Коротко о UDF-функциях в C++

Внутри cpp-кода UDF-функция - это просто класс-наследник TBoxedValue с обязательным методом Run().

Для реализации конкретной UDF-функции внутри UDF-модуля удобно использовать класс с 3 переопределёнными функциями: Name(), DeclareSignature(...), Run(...) - которые будут вызываться внутри модуля в нужные моменты.

Пример класса UDF-модуля:

class TSomeYQLModule: public IUdfModule {
public:    
    TStringRef Name() const {
        return TStringRef::Of("SomeModule");
    }

    void GetAllFunctions(IFunctionsSink& sink) const final {
        sink.Add(TSomeUdfFunction::Name());
        sink.Add(TSomeTypeAwareUdfFunction::Name())->SetTypeAwareness();
    }

    void BuildFunctionTypeInfo(const TStringRef& name,
                               TType* userType,
                               const TStringRef& typeConfig,
                               ui32 flags,
                               IFunctionTypeInfoBuilder& builder) const override {
        try {
            Y_UNUSED(typeConfig);

            bool typesOnly = (flags & TFlags::TypesOnly);

            if (TSomeUdfFunction::Name() == name) {
                TSomeUdfFunction::DeclareSignature(typesOnly, builder);
            } else if (TSomeTypeAwareUdfFunction::Name() == name) {
                TSomeTypeAwareUdfFunction::DeclareSignature(
                        typesOnly, builder, userType);
            }                    
        } catch (const std::exception& e) {
            builder.SetError(CurrentExceptionMessage());
        }
    }
};

Описание методов:

  • static const TStringRef& Name()

    Метод, возвращающий имя функции, которое будет использоваться в YQL. В данной реализации этот метод используется для добавления функции в UDF-модуль.
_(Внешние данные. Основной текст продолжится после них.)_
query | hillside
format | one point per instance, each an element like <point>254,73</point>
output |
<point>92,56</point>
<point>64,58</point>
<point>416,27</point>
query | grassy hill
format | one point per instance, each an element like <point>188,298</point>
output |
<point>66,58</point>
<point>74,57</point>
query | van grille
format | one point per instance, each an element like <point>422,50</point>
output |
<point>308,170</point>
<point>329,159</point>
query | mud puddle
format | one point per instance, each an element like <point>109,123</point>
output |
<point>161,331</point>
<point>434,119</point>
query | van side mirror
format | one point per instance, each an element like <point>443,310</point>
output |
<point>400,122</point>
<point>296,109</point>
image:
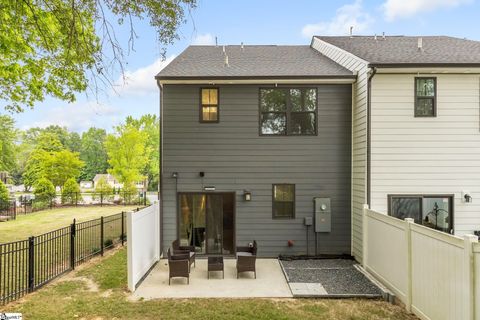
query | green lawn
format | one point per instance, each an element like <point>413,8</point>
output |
<point>48,220</point>
<point>98,291</point>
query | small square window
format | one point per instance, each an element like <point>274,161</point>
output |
<point>425,97</point>
<point>283,205</point>
<point>209,105</point>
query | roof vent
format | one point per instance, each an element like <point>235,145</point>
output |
<point>420,44</point>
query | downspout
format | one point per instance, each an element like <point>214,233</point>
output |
<point>372,72</point>
<point>160,185</point>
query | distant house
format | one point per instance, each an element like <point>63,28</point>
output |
<point>86,184</point>
<point>114,183</point>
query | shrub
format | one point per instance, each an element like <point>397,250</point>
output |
<point>71,192</point>
<point>44,190</point>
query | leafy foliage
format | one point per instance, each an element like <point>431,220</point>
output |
<point>127,153</point>
<point>7,143</point>
<point>103,191</point>
<point>59,47</point>
<point>71,192</point>
<point>93,153</point>
<point>150,125</point>
<point>44,190</point>
<point>4,194</point>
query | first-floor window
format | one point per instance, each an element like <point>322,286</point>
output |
<point>434,211</point>
<point>283,205</point>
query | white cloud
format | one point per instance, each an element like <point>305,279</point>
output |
<point>204,39</point>
<point>345,17</point>
<point>78,117</point>
<point>141,82</point>
<point>394,9</point>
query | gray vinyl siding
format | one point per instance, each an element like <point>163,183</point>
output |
<point>235,158</point>
<point>359,135</point>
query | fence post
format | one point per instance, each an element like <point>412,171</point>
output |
<point>31,264</point>
<point>365,237</point>
<point>408,241</point>
<point>469,270</point>
<point>101,235</point>
<point>123,229</point>
<point>72,244</point>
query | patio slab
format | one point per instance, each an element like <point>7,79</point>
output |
<point>270,282</point>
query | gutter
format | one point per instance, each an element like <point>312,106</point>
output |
<point>372,73</point>
<point>160,185</point>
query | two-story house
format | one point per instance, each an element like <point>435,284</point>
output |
<point>252,134</point>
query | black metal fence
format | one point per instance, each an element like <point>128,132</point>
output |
<point>8,210</point>
<point>29,264</point>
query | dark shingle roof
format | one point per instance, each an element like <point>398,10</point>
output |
<point>259,61</point>
<point>403,50</point>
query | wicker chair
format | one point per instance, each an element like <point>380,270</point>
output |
<point>246,258</point>
<point>189,250</point>
<point>178,266</point>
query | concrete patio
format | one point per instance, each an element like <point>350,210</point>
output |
<point>270,282</point>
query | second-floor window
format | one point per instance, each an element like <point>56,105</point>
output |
<point>288,111</point>
<point>425,97</point>
<point>209,105</point>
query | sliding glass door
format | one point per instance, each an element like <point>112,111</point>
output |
<point>206,221</point>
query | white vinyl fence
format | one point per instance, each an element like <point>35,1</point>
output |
<point>435,274</point>
<point>143,245</point>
  • static bool DeclareSignature(bool typesOnly, IFunctionTypeInfoBuilder& builder [, TType* userType])

    Метод, объявляющий сигнатуру функции. Используется в методе BuildFunctionTypeInfo UDF-модуля для получения информации об индексах полей структур, которые используются внутри класса, и создания экземляра конкретной UDF-функции.

  • TUnboxedValue Run(const IValueBuilder* valueBuilder, const TUnboxedValuePod* args) const override

    Метод, реализующий всю внутреннюю логику UDF-функции. Когда вызывается UDF-функция из YQL, именно этот метод и будет вызван.
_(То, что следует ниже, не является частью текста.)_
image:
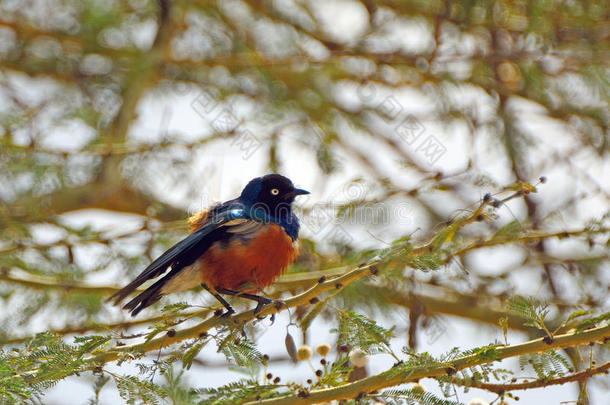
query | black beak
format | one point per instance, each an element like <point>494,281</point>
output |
<point>299,191</point>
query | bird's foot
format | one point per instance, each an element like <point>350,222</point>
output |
<point>262,301</point>
<point>229,312</point>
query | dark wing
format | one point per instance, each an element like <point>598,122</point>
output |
<point>184,252</point>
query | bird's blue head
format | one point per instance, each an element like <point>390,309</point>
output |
<point>270,198</point>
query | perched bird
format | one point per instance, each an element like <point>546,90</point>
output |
<point>236,248</point>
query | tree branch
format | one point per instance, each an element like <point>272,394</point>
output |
<point>396,376</point>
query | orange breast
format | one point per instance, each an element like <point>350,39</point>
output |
<point>248,265</point>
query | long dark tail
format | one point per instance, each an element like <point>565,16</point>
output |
<point>148,297</point>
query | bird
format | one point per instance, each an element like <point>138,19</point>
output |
<point>235,248</point>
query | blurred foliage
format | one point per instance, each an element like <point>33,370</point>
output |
<point>429,105</point>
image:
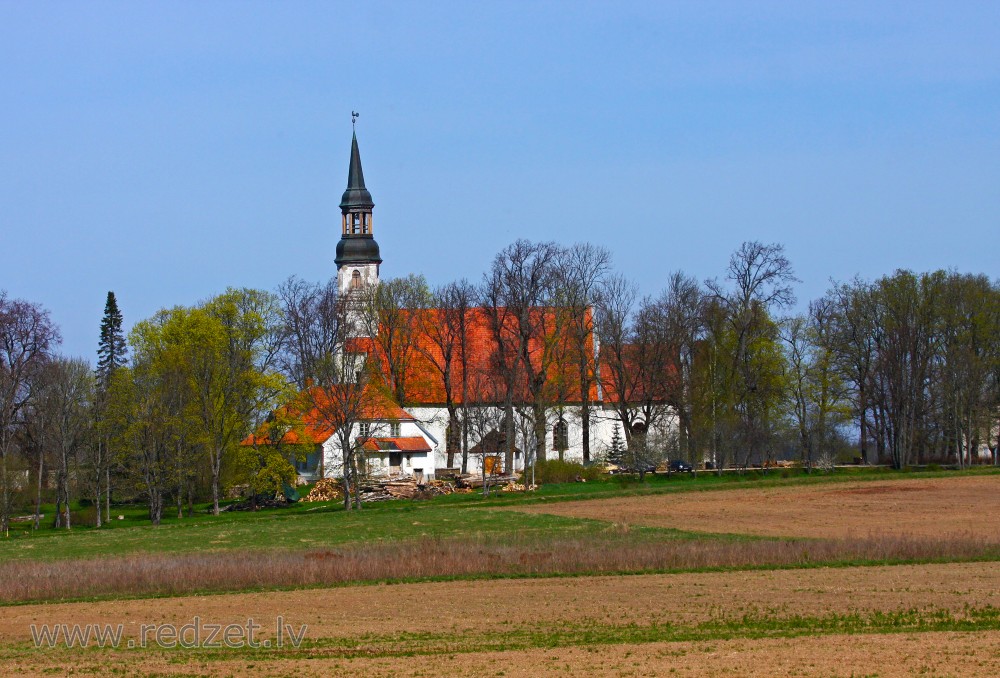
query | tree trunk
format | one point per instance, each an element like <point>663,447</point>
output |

Пример класса UDF-функции:

class TMyUdfFunction : public ::NKikimr::NUdf::TBoxedValue {
public:
    // Each member struct is a C++ description of a YQL struct and has it's own
    // constructor that takes in a builder instance and initializes a proper
    // struct from it. If you want to build your own YQL struct and work with
    // it in C++, you will need to write the same kind of constructor. These
    // structs contain indices from the YQL runtime (in C++ you can't use field
    // names, only indices) and TType* ResultStructType (YQL description of the
    // struct), which is a description of the struct understandable for YQL and
    // will be used later when specifying the return type of the UDF.
    struct TMemberIndices {
        TMemberIndices(::NKikimr::NUdf::IFunctionTypeInfoBuilder& builder) {
            ...
        }
    };

    // Name() function, needed to register UDF in YQL, the function in YQL will
    // have the name we specify here. In our UDF Module class we have a 
    // GetAllFunctions method, where we add all function names into our module.
    static const ::NKikimr::NUdf::TStringRef& Name() {
        static auto name = ::NKikimr::NUdf::TStringRef::Of("MyUdfFunction");
        return name;
    }

    // This function is also used in the UDF module class in the
    // BuildFunctionTypeInfo method. Here we use the passed in builder instance
    //      1) to take information about indices we need for our class to work
    //      2) to create an instance of this UDF function
    // This is the only function where we can grab info about indices for our
    // class constructor, thus this is the only place where constructor is 
    // called
    static bool DeclareSignature(
            bool typesOnly, ::NKikimr::NUdf::IFunctionTypeInfoBuilder& builder,
            ::NKikimr::NUdf::TType* userType) {
        auto members = buildReturnSignature(builder, userType);
        // If typesOnly flag is specified, we don't need to register
        // implementation, just build the signature
        if (!typesOnly) {
            builder.Implementation(new TMyUdfFunction(members));
        }
        return true;
    }

    // Run() function is derived from TBoxedValue (and we need to override it)
    // and contains our UDF logic. (When we call it from YQL, this function is
    // what is gonna happen). 
    // It always has signature 
    // Run(IValueBuilder*, TUnboxedValuePod*) -> TUnboxedValue
    ::NKikimr::NUdf::TUnboxedValue Run(
            const ::NKikimr::NUdf::IValueBuilder* valueBuilder, 
            const ::NKikimr::NUdf::TUnboxedValuePod* args) const override {
        ...
    }

private:
    TMemberIndices IndicesDescription;
    
    /// Constructor accepts YQL struct member descriptions and source code
    /// position, for logging.
    /// Instance of this class is created within DeclareSignature method,
    /// as that is the only method that knows YQL Struct member indices
    /// For the reasons above, it is made private
    TMyUdfFunction(const TMemberIndices& indicesDescription, 
                   const ::NKikimr::NUdf::TSourcePosition& pos) {
        ...
    }
    
    /// This function will initialize proper signature on given builder.
    /// It will also return a struct with indices of YQL Struct members (in C++
    /// you have to access YQL Struct members by index, not by name)
    static TMemberIndices buildReturnSignature(
            ::NKikimr::NUdf::IFunctionTypeInfoBuilder& builder, 
            ::NKikimr::NUdf::TType* userType) {
        ...
    }
};